Près d'une semaine après, je me retrouvais à mon énième rendez-vous rééducatif.

— J'ai réalisé une synthèse de vos scanners et de vos résultats depuis près de deux mois, m'informa Dr Olligan. Mes analyses ont été rassemblées dans un dossier que j'ai transmis à vos supérieurs comme il était convenu.

Le bureau était neutre voire austère. Tout était gris ou blanc et la seule touche de gaité était la plante verte dans un coin de la pièce. Mais j'avais l'habitude d'être dans ce bureau chaque semaine et cela ne me dérangeait plus.

— Et donc ? l'encourageai-je.

— La rééducation à l'heure actuelle ne permet pas à mon sens une reprise du service actif. En conclusion, l'expertise devra être faite avant la fin de vos cent-quatre-vingt jours pour avoir le temps de procéder à un prolongement si vos spécialistes militaires jugent de même que moi.

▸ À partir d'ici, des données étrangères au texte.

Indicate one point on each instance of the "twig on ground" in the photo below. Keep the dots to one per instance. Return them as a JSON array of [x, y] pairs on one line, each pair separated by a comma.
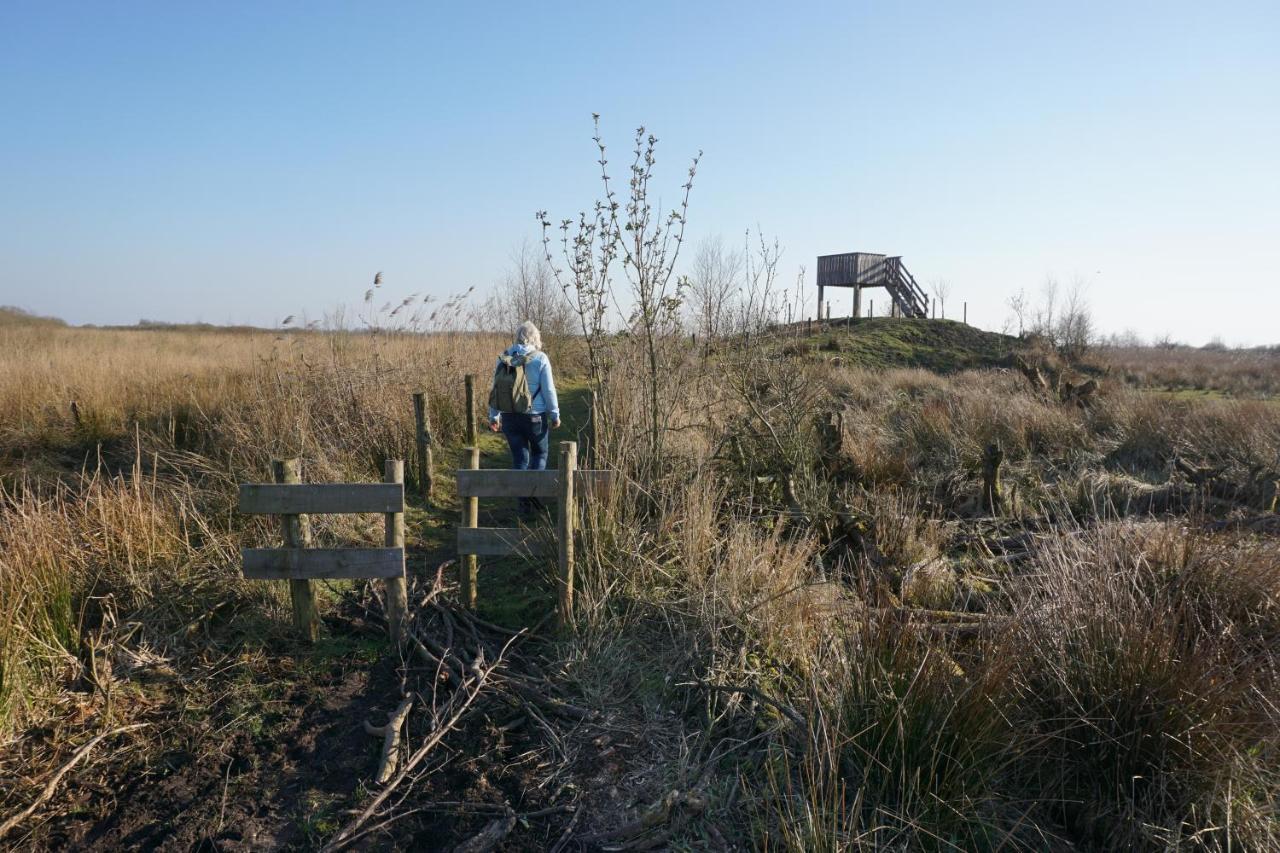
[[391, 739], [58, 776]]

Il me fallut plusieurs secondes d'intense concentration pour comprendre.

— Quoi ? m'exclamai-je, le coeur battant à tout rompre.

— Notre programme de rééducation s'achève. Ils vous communiqueront les détails et la date de votre rendez-vous.

Je restai abasourdi, ne comprenant pas ce que j'entendais. Ou plutôt, ne voulant pas comprendre. J'allais devoir rentrer en France pour consulter le médecin en chef de ma section. Un bilan pour statuer de mon état. C'est l'heure.

Mon corps s'engourdit sous la nouvelle. Ma rééducation était close. L'idée de retourner en France m'oppressa, mais je fis mine de rien.

Alors que le rendez-vous se termina, il me souhaita une bonne continuation. Qu'est-ce que c'était censé vouloir dire ? Je n'en savais rien. Toutefois, cela donnait un goût amer dans la bouche.

En sortant du bureau, Mira s'approcha, le sourire toujours gravé sur son beau visage.

— Alors piscine aujourd'hui ? Killian a dit que tu étais super dans ton maillot de bain tout moulant, rigola-t-elle.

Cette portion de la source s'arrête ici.